Yes And

By | August 2, 2010




Two players standing side by side please.


Yes And is the most famous exercise, belief structure, point of view and religion in improv comedy. This missive discusses the structure Yes And.

Yes And is an exercise that tunes the player’s listening, Accepting, Commitment and Expansion in response to an offer. There are two basic ways to work the exercise. The first is Yes And, the second is Yes … And.

Yes And

In this version the first player makes a strong offer that that makes a statement and avoids a question. The other players response is Yes And expanding the offer just a little bit. For example, if one player says “I like your blue jacket” the other player could respond “Yes And I chose it because you like blue.” The next response could be “Yes And I like blue because your hair is blue.” This continues until some kind of sorting out happens.

The Yes And needs to connect to the offer given. This is where the strength of the other version Yes … And becomes apparent.

Yes … And

This take on Yes And is much more concrete. The ellipsis (..) is where the player repeats back what the offer was before adding the And. For example,
“I like your blue jacket” the other player could respond “Yes you like like my blue jacket And I wear it because you like blue.” The next response could be “Yes you like blue And your hair is blue like the sky.” This format of Yes And is similar to So I’ll in that it forces the player to repeat back the offer demonstrating, and training, listening.

The following observations apply to both versions of Yes And.

The leader needs to watch out for literal and figurative yes buts. Some players will literally say Yes But instead of Yes And redirecting the narrative along a course that they desire. This can arise from a need to control or a need to find a conflict. Yes And is a great opportunity to show the benefits of Yes And versus disagreement Yes But. The figurative Yes But is a bit harder to catch. It can be the result of not listening deep enough. For example,
“I like your blue jacket” the other player could respond “Yes And you are a fascist.”

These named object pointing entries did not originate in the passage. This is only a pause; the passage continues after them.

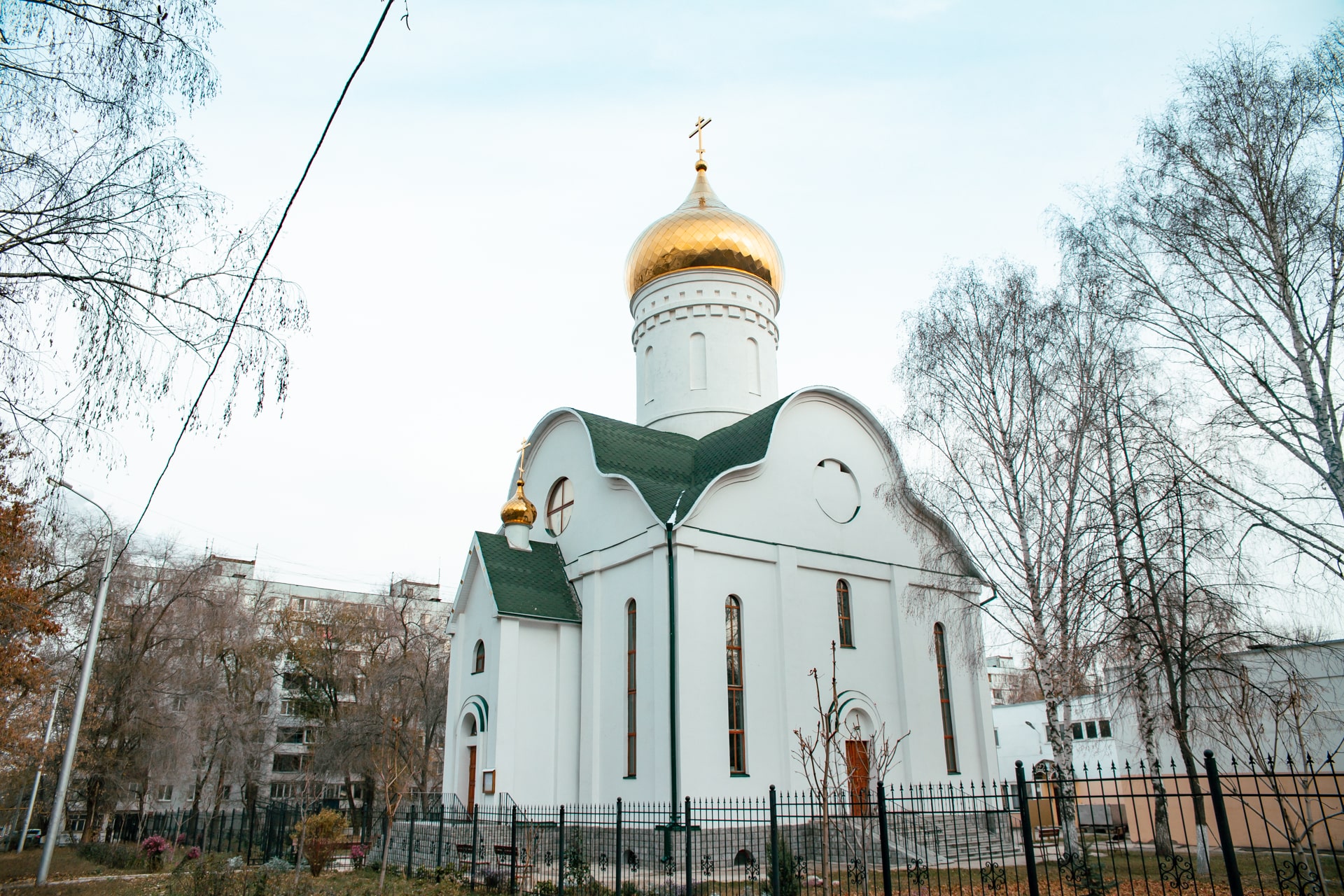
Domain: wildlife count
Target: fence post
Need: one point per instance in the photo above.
(689, 850)
(476, 816)
(438, 852)
(1225, 833)
(882, 832)
(774, 846)
(512, 846)
(620, 850)
(410, 844)
(559, 888)
(1027, 846)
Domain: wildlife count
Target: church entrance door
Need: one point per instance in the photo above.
(470, 778)
(857, 767)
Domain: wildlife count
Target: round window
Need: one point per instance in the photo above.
(559, 503)
(836, 491)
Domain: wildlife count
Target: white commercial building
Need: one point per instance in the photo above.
(651, 636)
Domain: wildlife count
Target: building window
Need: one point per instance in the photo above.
(949, 739)
(753, 365)
(629, 688)
(699, 363)
(559, 504)
(843, 610)
(648, 374)
(284, 762)
(737, 715)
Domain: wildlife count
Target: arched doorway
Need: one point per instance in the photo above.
(858, 762)
(467, 763)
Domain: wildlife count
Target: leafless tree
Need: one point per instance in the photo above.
(1226, 238)
(1175, 580)
(1269, 708)
(118, 267)
(1003, 388)
(836, 780)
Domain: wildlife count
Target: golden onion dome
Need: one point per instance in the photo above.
(704, 232)
(518, 508)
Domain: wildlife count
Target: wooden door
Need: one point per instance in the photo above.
(857, 766)
(470, 778)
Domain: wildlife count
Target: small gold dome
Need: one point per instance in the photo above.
(704, 232)
(518, 508)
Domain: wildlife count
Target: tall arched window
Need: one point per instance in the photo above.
(753, 365)
(559, 504)
(843, 612)
(949, 738)
(737, 710)
(699, 363)
(648, 374)
(629, 688)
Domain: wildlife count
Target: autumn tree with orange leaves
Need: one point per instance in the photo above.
(26, 620)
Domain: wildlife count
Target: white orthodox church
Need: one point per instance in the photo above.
(651, 633)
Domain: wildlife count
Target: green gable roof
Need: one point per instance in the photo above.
(528, 583)
(670, 469)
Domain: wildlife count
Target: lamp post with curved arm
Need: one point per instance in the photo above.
(54, 824)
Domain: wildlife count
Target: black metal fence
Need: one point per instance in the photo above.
(1260, 828)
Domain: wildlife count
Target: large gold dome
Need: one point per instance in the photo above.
(704, 232)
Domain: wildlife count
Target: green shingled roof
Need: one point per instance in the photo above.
(670, 469)
(528, 583)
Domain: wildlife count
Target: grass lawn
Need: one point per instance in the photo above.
(200, 879)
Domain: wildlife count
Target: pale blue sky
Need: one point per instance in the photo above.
(493, 164)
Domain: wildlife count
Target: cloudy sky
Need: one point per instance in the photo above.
(461, 238)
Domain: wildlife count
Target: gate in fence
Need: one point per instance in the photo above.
(1254, 830)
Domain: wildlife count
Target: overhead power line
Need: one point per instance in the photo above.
(233, 326)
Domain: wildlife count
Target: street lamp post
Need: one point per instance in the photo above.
(36, 778)
(54, 824)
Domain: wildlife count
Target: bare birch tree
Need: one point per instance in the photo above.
(1003, 388)
(1226, 237)
(118, 267)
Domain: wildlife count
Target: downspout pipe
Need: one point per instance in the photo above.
(672, 682)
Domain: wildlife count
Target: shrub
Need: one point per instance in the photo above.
(321, 834)
(153, 848)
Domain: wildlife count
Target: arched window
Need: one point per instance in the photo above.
(753, 365)
(843, 612)
(648, 374)
(559, 504)
(949, 739)
(699, 362)
(629, 688)
(737, 710)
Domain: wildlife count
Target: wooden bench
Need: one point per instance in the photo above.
(504, 862)
(465, 856)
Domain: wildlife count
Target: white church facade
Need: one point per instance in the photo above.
(650, 633)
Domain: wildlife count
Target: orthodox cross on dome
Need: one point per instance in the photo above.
(522, 457)
(699, 134)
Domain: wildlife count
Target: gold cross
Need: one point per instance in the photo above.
(522, 456)
(699, 134)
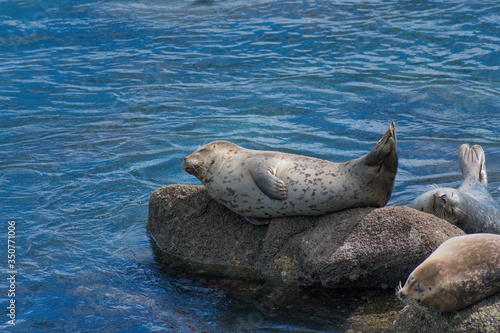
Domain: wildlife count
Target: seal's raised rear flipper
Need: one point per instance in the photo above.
(472, 163)
(266, 180)
(385, 152)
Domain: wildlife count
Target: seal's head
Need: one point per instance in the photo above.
(421, 286)
(199, 163)
(443, 202)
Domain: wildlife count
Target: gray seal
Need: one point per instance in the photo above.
(266, 184)
(460, 272)
(470, 207)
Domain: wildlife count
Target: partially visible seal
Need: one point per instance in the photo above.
(460, 272)
(266, 184)
(470, 207)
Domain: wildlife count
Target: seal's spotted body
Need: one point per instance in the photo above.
(264, 184)
(460, 272)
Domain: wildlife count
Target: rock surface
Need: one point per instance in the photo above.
(481, 317)
(355, 248)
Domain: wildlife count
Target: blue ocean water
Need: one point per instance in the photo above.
(101, 100)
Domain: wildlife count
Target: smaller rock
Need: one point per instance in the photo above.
(481, 317)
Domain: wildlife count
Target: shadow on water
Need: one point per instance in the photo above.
(263, 306)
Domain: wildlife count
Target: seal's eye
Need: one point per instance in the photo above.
(444, 197)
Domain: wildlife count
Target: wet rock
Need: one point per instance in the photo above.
(481, 317)
(362, 247)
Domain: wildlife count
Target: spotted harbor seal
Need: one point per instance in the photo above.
(266, 184)
(460, 272)
(470, 207)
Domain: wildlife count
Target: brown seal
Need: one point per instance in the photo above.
(266, 184)
(470, 207)
(460, 272)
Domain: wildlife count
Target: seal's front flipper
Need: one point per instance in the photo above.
(257, 222)
(265, 178)
(385, 152)
(472, 163)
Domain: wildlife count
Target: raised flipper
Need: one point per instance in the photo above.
(385, 152)
(265, 178)
(257, 222)
(472, 163)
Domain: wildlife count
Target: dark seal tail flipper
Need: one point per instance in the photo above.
(472, 163)
(385, 153)
(257, 222)
(266, 180)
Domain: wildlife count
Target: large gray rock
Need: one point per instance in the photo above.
(363, 247)
(481, 317)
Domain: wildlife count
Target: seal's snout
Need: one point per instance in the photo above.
(189, 166)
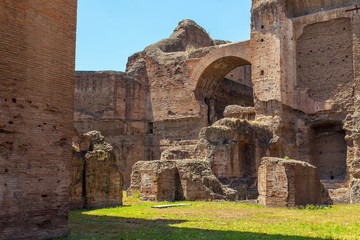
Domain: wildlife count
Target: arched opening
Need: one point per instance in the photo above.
(226, 81)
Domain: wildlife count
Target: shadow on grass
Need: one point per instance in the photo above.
(84, 226)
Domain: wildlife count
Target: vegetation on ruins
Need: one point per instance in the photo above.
(215, 220)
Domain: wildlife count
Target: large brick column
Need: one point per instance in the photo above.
(37, 58)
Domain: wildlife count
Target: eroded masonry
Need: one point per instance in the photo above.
(191, 118)
(291, 90)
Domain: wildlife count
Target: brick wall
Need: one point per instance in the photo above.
(37, 57)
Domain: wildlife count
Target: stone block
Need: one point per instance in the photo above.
(288, 183)
(172, 180)
(96, 180)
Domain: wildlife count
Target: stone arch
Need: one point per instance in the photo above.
(210, 86)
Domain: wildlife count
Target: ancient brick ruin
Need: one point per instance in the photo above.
(37, 61)
(290, 183)
(197, 114)
(291, 90)
(96, 180)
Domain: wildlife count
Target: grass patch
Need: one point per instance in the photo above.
(214, 220)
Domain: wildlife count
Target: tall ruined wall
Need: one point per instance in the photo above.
(37, 61)
(310, 49)
(296, 8)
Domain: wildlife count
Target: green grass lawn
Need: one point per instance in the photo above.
(215, 220)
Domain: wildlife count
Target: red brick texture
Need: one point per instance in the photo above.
(37, 58)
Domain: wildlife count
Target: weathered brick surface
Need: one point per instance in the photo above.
(177, 180)
(305, 78)
(96, 179)
(288, 183)
(37, 57)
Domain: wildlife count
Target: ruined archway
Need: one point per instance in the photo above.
(223, 78)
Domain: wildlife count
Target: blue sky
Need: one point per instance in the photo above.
(109, 31)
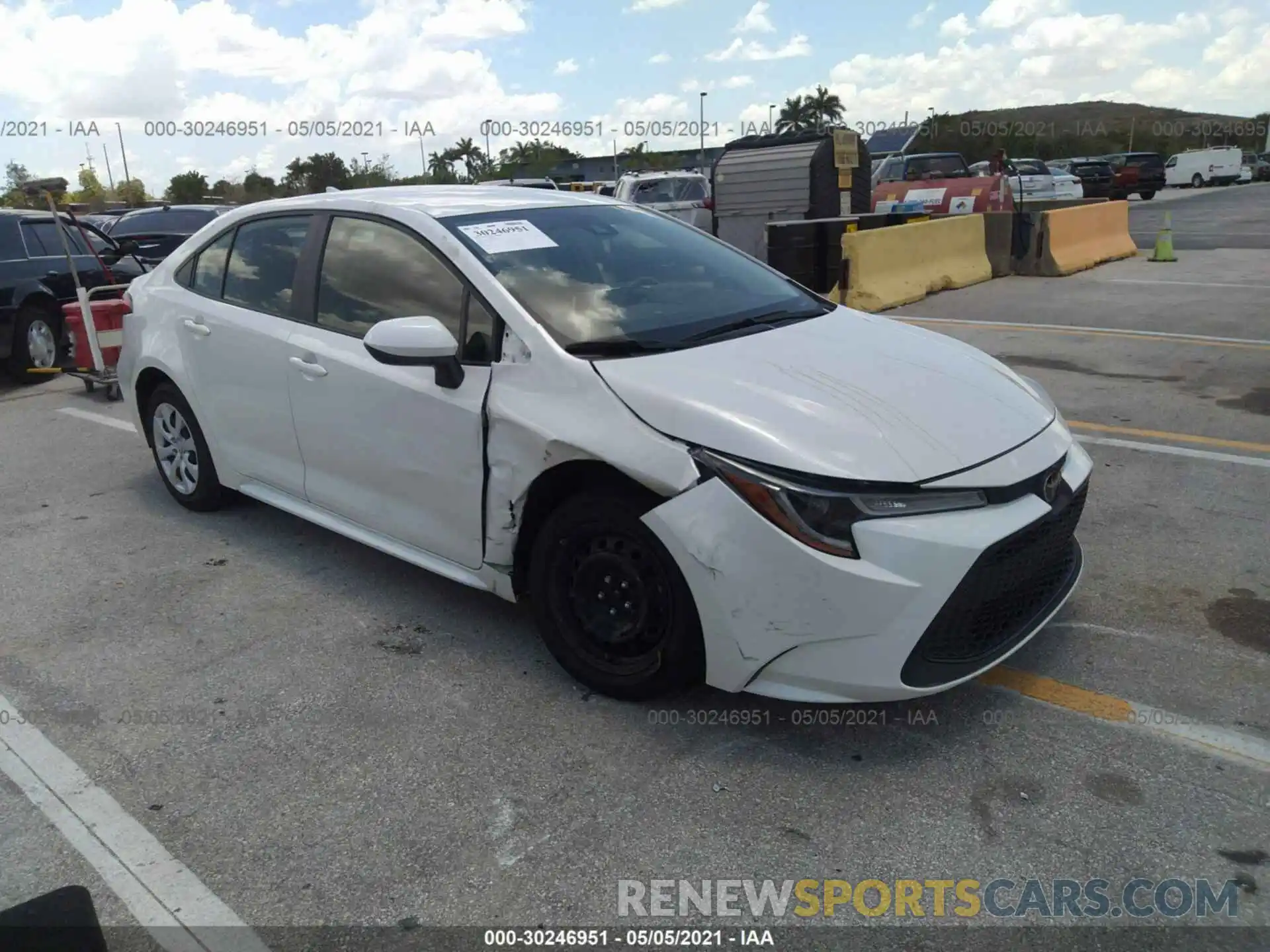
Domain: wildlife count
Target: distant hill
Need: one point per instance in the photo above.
(1087, 128)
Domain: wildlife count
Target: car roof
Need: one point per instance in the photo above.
(441, 201)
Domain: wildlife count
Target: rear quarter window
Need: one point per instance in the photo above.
(175, 222)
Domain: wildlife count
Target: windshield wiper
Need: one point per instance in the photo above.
(615, 347)
(757, 320)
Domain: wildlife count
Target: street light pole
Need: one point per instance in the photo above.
(125, 154)
(108, 175)
(702, 124)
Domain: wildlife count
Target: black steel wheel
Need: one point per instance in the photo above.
(610, 602)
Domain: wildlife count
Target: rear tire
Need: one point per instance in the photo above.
(610, 602)
(181, 451)
(34, 344)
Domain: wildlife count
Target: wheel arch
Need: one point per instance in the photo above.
(552, 488)
(149, 380)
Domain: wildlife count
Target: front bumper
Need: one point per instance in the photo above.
(933, 601)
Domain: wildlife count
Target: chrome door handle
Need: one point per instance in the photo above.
(312, 370)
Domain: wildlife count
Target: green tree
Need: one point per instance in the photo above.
(92, 192)
(798, 114)
(441, 168)
(16, 177)
(187, 188)
(258, 187)
(317, 173)
(131, 192)
(826, 106)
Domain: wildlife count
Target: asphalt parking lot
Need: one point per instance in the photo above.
(1231, 216)
(321, 735)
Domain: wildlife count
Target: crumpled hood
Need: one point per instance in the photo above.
(847, 395)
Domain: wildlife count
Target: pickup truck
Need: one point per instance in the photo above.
(941, 180)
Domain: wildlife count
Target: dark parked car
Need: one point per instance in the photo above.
(1096, 175)
(160, 231)
(1137, 173)
(36, 281)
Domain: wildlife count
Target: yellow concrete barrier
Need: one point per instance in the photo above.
(1083, 237)
(905, 263)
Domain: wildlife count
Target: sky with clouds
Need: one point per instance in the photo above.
(451, 63)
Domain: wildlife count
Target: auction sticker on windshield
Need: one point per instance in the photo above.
(499, 237)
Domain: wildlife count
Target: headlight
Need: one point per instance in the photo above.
(824, 518)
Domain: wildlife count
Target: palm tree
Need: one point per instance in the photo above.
(469, 154)
(441, 167)
(796, 114)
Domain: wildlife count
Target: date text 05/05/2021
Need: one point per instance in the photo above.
(628, 938)
(230, 128)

Yes And can help players contribute to building the story on a series of offers instead of narrating a scene with their own ideas.

Special Note About Acceptance

A major concern with Yes And has arisen over the last few years and is worth exploring here. Yes And does not mean a player MUST do what has been offered. I have seen Yes And be used a tool to manipulate less experienced and vulnerable players. The example most common is “do this reprehensible act” and a player says yes and does the reprehensible act thinking they must always Yes And.

The acceptance of an offer means one accepts it as real, but does not have to approve with the offer. Yes And makes it harder to convey this aspect of an offer. No experienced leader creating a safe and supportive play environment would let this happen, however we must be aware of this potential issue with Yes And.


  • None.


  • Encourage the players to act out the Yes And scene as the narrative develops.